So you can imagine that this figure of us saving more than $9,000 since January 1 has made me tense. But I have checked and rechecked, and really, that is what we have saved.
We paid the dang taxes, and now we are thinking of paying off the credit card. Suze Orman always says that there is no point in having savings if you have credit card debt, cause the debt is creating interest. I am not interested in it; I do not know where it is creating interest. On a credit card porn site?
In any event, we owe $2,000 in credit card debt, so that may be paid. If so, I will add it to the column under "What we've saved so far" on the right.
Also, I thought I might have to buy lunch yesterday, but it turned out okay.
On Friday, I was invited to attend a lunch meeting where we were going to have a brainstorming session. Why anyone thinks my brain could storm in any way is an enigma to me. In the invitation, it said "a light lunch will be served." This is how professional I am. I wrote back and said, "Define light." I mean, the person inviting me is very thin. Did she mean we would get a SweetTart and a breath strip? Cause girlfriend needs her calories, over here. "Needs" might be a strong word, but still. So when she told me it would be sandwiches, I said okay and therefore did not pack a lunch.
So, remember Thursday, when it was so busy at work? Friday turned out to be an even bigger gem.
Do you know what I hate? Other than call waiting and people who say "for all intensive purposes" and traffic and all the other things I have said that I hate? I HATE it when work is put on my chair. I also hate it when work is put on my keyboard. It's like, "DON'T SIT DOWN! THERE IS NO TIME FOR YOU TO BEND YOUR KNEES AND SQUAT! WORK NEEDS TO BE DONE! DON'T YOU GET HOW IMPORTANT IT IS? STOP DRAWING BREATH AND WORK! WORK! WOOOOORRRRK!"
I'll have you know I have a large rack. No, not like that. Grow up. I have a large rack at WORK, on a TABLE in my OFFICE, and it has many many many slots. How it is supposed to go is that the traffic department is to put jobs in said rack, in the order they need doing. If it is key, it gets put right at the front of the rack, which means "get to it now."
I will have you know I have NEVER diverged from this system. If a job is at the front of my rack, that is what I grab next. I never say, "Oh, I think I will throw caution to the wind, and take a job from the very back of this rack." No! Never!
So WHY the drama of putting jobs on my chair or my keyboard?
So Friday, I walk into work, my office door is closed, and someone had LEANED JOBS UP AGAINST MY DOOR! Okay, this takes the cake. "Do not even open your door! That is how crucial this is! Just STAND here, in the hall, and start working now! Do not take off your coat! Do not grab a pen! WORK! WORK! WOOOOOORRRRRRK!
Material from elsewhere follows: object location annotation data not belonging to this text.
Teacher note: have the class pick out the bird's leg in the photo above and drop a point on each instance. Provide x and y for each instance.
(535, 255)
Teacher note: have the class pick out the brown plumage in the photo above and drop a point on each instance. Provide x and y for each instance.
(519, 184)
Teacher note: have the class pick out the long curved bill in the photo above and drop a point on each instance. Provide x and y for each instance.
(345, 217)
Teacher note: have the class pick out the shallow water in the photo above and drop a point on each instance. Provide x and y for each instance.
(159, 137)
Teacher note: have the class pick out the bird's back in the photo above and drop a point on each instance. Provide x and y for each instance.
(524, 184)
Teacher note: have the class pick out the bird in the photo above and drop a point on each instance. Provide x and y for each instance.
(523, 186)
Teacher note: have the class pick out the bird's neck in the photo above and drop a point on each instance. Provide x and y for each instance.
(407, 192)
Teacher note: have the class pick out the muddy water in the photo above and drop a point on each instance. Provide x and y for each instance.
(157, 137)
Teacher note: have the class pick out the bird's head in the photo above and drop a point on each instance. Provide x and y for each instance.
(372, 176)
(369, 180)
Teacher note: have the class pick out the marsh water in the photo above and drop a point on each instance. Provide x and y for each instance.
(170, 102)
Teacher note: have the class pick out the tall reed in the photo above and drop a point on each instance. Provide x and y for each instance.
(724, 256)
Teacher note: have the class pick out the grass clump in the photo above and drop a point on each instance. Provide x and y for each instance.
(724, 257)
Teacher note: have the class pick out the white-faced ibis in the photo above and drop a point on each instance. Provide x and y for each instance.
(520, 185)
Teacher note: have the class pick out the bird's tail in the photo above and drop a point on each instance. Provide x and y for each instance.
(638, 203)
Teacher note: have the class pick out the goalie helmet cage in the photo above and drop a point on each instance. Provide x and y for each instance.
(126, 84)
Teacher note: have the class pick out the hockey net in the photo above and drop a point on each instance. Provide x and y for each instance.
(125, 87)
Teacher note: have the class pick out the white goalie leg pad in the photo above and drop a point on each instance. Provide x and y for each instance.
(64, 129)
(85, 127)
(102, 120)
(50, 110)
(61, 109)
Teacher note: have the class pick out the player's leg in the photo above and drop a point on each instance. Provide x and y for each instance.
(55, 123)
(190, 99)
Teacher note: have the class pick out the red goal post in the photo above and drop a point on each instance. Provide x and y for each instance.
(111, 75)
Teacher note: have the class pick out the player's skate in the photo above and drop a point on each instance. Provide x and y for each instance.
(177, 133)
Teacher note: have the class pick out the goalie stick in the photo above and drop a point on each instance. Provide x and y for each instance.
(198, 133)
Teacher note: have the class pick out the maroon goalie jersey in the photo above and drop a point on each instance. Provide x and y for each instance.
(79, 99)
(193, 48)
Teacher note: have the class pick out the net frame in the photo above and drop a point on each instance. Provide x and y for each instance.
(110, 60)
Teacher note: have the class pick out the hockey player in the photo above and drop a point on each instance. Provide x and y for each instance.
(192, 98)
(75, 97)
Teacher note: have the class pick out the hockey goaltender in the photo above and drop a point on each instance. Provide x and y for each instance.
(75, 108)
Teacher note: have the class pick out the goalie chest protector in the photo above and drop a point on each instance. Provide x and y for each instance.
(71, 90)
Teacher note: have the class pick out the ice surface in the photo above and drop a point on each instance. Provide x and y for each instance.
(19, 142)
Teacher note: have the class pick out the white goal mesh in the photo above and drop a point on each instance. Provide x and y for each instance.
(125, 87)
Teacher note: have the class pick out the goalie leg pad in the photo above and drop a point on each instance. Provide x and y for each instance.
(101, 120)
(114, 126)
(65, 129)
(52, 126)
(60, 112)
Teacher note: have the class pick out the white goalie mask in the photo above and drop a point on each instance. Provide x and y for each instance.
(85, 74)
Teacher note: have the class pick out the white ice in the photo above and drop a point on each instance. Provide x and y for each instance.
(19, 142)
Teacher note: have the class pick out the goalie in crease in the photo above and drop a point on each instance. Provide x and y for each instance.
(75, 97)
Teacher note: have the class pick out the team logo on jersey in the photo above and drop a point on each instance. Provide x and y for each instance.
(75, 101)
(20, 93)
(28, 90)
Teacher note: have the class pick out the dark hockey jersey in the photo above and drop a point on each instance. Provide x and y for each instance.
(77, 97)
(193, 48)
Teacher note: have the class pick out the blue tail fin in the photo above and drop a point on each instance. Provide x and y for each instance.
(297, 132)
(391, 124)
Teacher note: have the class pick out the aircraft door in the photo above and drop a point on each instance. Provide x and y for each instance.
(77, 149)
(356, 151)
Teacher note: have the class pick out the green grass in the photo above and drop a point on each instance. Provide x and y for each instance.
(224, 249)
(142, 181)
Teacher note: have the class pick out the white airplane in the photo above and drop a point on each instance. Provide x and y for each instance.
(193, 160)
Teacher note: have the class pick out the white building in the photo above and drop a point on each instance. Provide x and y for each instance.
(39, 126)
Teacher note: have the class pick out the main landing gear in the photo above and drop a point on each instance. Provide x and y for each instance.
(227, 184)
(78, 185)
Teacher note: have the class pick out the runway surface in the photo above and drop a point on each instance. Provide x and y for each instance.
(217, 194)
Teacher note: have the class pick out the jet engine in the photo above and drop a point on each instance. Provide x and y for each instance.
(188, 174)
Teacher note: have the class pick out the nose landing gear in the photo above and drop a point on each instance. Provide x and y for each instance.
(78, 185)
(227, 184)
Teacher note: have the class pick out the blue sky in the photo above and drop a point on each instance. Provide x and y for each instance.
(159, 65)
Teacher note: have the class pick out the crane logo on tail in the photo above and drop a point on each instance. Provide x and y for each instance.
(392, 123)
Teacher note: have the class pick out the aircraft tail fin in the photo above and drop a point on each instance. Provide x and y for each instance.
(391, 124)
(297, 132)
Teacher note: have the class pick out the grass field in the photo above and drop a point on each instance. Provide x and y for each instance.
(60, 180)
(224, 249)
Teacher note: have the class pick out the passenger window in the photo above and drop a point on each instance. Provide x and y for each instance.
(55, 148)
"For the love of God, WORRRRRRKKK!"
So since it was a tad busy, I knew I would not have time to attend said meeting of the storming brains. It was then, standing in the hall working with my coat on, that I realized I did not HAVE a lunch to eat. Oh, I was worried. As worried as you can be while your workplace is surgically attaching more eyeballs onto your head so you can work faster. How they wish they could find an Indian goddess, with eight pairs of hands. Wouldn't SHE be efficient.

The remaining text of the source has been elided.